The evidence for diminishing returns is partly empirical: successive generations of models have delivered less dramatic qualitative improvement per dollar of compute than earlier generations did. GPT-3 to GPT-4 felt like a large leap. The incremental improvements since then have felt smaller, though this perception is confounded by the difficulty of measuring qualitative capability improvements on tests that the models are now very good at.
A separate and important refinement came from DeepMind in 2022, in a paper introducing the Chinchilla model. The Chinchilla researchers argued that previous scaling laws had been misapplied: labs were training models that were too large for their data budgets, and the optimal strategy was to scale both model size and data quantity together at a specific ratio. A smaller model trained on more data could match a larger model trained on less data, and because smaller models are cheaper to run for inference, the smaller-but-better-data-trained model was more economical in practice. This finding shifted the industry’s scaling strategy and renewed confidence in the scaling paradigm — it was not breaking down, but it had been applied inefficiently.
What comes after scaling?
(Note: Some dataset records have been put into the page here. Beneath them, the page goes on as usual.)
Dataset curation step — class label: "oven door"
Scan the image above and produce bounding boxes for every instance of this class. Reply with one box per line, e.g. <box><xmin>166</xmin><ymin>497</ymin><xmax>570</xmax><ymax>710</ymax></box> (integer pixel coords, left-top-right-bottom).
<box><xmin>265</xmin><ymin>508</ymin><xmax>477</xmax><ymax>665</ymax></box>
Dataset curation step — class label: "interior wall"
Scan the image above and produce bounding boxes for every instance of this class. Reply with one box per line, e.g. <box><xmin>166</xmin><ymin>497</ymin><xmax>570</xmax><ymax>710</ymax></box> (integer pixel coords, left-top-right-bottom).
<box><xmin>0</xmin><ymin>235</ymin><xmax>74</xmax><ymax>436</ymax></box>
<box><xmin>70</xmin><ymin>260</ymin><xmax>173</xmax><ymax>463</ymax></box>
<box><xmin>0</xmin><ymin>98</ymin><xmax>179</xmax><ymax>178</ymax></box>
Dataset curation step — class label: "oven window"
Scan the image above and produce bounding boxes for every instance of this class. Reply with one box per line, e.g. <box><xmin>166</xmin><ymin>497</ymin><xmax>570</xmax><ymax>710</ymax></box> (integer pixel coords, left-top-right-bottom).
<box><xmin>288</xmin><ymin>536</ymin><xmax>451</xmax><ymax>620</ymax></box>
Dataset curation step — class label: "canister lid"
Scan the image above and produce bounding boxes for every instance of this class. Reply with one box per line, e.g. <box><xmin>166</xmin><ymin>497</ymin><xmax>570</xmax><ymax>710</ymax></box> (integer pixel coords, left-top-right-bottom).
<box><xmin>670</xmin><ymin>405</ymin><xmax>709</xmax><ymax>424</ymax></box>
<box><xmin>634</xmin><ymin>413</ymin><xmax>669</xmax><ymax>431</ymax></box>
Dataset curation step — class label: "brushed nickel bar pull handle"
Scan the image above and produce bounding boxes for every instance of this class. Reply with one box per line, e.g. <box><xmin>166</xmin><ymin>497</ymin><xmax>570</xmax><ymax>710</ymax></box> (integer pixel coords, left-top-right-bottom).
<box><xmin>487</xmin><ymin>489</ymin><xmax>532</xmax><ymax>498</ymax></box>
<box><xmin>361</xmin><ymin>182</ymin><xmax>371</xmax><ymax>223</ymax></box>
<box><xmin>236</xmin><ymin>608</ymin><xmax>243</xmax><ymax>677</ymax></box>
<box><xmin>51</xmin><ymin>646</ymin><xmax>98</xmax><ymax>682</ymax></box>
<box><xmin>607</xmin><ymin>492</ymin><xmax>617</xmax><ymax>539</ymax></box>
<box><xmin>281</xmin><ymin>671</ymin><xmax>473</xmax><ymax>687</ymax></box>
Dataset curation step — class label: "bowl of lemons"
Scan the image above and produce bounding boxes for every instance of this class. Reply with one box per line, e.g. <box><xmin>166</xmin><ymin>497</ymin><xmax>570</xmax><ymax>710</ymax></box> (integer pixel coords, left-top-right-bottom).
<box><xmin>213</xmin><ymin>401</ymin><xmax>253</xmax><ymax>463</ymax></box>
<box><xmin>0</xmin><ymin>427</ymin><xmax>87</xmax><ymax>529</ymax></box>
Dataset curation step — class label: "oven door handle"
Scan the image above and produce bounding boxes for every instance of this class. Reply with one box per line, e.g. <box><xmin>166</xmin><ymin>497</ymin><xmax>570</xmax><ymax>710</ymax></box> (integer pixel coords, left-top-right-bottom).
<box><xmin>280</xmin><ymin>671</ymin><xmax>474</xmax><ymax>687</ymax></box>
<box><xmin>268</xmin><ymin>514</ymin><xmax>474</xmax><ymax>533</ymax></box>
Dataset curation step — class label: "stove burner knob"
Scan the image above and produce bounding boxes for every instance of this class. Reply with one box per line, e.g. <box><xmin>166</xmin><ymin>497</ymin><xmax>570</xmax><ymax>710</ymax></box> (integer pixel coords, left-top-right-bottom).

This is the question that everyone in frontier AI is asking and no one can fully answer. One answer is that the next dimension of scaling is inference compute: spending more compute at query time, having models think longer before answering, essentially allocating more computational resources to each individual problem rather than just to training. This is the intuition behind “chain-of-thought” reasoning and behind the o1-class models that OpenAI introduced, which allocate inference compute dynamically based on problem difficulty. There is preliminary evidence that scaling inference compute follows its own power laws, opening a new dimension on the scaling curve.
Another possibility is that the scaling laws describe a specific regime — text prediction on internet-scale data — and that breaking into genuinely new capability requires different approaches: new modalities, new training objectives, new architectural innovations that change the underlying relationship between compute and capability. This would mean that the smooth, predictable progress of the past half-decade is giving way to a more uncertain period where the next breakthrough is genuinely uncertain rather than being predictable from the current curve.
Either way, the scaling laws have already done their work. They transformed AI from an unpredictable research frontier into something closer to a planned industrial process. They created the conditions for the extraordinary capital investment that has reshaped the entire technology industry. They explained, to anyone paying attention, why the AI capabilities seen in the past few years were not magic or accident but the predictable consequence of a mathematical relationship being relentlessly exploited by organizations with access to enough capital.
The math was always there. Someone just had to find it. And once found, it could not be unfound.